CATARINA FRANCHI – La mort d’Alexandre dans le Roman d’Alexandre

Ne te connaîtras-tu jamais toi-même, et ne comprendras-tu pas enfin que tu es mort ? La mort d’Alexandre dans le Roman d’Alexandre.
Catarina Franchi (Université d’Oxford)

Alexandre mourût, selon les éphémérides Royales rapportées par Plutarque et Arrien, le 28e jour du mois de Daisios, qui peut être traduit comme le 10 Juillet, 323 avant J.-C. Tous les grands et célèbres décesses tragiques de l’Antiquité, le topos de la mort virtuose de style homérique ne se retrouvaient pas, ces jours-là, à Babylone, et les historiens anciens n’ont jamais cessé de traiter la mort du Conquérant comme une sorte de mystère, de tragédie incompréhensible, de complément impossible d’une telle vie.

Sept mois s’étaient écoulés depuis la mort d’Héphaistion, sept mois de douleur et de progressive croyance aux signes, à l’astrologie, aux prodiges : Alexandre, après avoir quitté Ecbatane, où son ami était mort, décida de retourner à Babylone, et il avait déjà l’intention de partir vers l’Arabie, avec l’aide de Néarque, le capitaine de la flotte. Mais quelque chose arriva. Non seulement la demande de donner à Héphaistion les honneurs divins avait été repoussée, mais aussi des nombreux signes commençaient à se présenter autour d’Alexander.
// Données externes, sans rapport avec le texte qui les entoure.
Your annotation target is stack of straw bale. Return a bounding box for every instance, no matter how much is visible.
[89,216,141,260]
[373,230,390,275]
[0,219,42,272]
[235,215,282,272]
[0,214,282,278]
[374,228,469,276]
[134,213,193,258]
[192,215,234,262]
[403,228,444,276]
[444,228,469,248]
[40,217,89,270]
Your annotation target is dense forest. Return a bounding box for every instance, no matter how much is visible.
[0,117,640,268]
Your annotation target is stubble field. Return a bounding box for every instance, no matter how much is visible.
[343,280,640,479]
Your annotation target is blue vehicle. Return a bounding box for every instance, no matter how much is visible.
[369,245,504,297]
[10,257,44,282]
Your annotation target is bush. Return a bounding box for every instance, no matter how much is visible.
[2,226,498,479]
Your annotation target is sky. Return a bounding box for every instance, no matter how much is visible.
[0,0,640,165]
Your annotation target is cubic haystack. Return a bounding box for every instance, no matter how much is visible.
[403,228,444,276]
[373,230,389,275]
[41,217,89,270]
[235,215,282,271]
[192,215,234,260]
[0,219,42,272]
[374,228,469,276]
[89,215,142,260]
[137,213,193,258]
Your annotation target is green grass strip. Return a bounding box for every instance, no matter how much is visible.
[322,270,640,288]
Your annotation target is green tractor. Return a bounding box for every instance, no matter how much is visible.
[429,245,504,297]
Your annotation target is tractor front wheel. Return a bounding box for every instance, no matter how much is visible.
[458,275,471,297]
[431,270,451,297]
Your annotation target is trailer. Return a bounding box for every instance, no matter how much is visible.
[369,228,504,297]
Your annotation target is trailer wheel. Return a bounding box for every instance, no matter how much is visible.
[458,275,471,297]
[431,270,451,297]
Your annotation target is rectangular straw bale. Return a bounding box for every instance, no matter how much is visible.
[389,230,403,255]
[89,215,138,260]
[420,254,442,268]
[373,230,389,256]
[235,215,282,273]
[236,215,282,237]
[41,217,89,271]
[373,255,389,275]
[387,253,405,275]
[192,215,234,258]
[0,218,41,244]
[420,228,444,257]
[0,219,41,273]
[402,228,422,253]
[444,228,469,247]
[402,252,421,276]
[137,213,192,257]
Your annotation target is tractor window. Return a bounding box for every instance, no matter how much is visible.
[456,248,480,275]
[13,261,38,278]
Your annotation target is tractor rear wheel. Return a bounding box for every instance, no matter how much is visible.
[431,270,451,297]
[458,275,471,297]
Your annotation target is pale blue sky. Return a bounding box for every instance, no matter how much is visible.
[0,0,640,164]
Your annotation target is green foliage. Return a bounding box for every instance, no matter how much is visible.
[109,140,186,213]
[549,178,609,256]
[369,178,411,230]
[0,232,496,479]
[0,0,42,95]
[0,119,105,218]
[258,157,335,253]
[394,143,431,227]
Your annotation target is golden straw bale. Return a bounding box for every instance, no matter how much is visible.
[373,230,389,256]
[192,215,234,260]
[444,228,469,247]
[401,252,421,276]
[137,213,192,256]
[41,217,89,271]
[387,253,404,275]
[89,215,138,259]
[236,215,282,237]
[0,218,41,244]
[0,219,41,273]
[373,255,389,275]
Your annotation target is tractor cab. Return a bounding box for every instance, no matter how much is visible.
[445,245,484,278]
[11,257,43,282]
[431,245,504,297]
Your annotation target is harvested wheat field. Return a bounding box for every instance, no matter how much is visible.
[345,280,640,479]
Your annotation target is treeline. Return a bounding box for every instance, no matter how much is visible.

En particulier, quatre sont les prodiges visées par les historiens : tout d’abord, le manque du lobe d’une victime sacrificielle, comme il est signalé par Plutarque et Arrien, l’histoire d’un normal soldat (mais dans certaines traditions, ce soldat est Séleucos), qui saut dans l’eau de l’Euphrate pour récupérer la couronne du roi qui était tombée de sa tête, comme on peut lire dans Arrien et Diodore; l’épisode d’un fou possédé par une μανία ­qui, sans une raison quelconque, et ne sachant pas ce qu’il faisait, s’était assis sur le trône d’Alexandre – le prodige le plus commun, car il est mentionné par tous les historiens, sauf Curtius, mais seulement parce que Curtius est manquant de toute la partie qui précéde la mort elle-même – ; enfin, l’assassinat d’un lion, symbole de la royauté, par un simple âne. Seul le Roman d’Alexandre, dont on parlera en détail dans quelques instants, parle de la naissance d’un garçon étrange, mi-homme mi bête, avec cinq faces bestiales sous ses membres.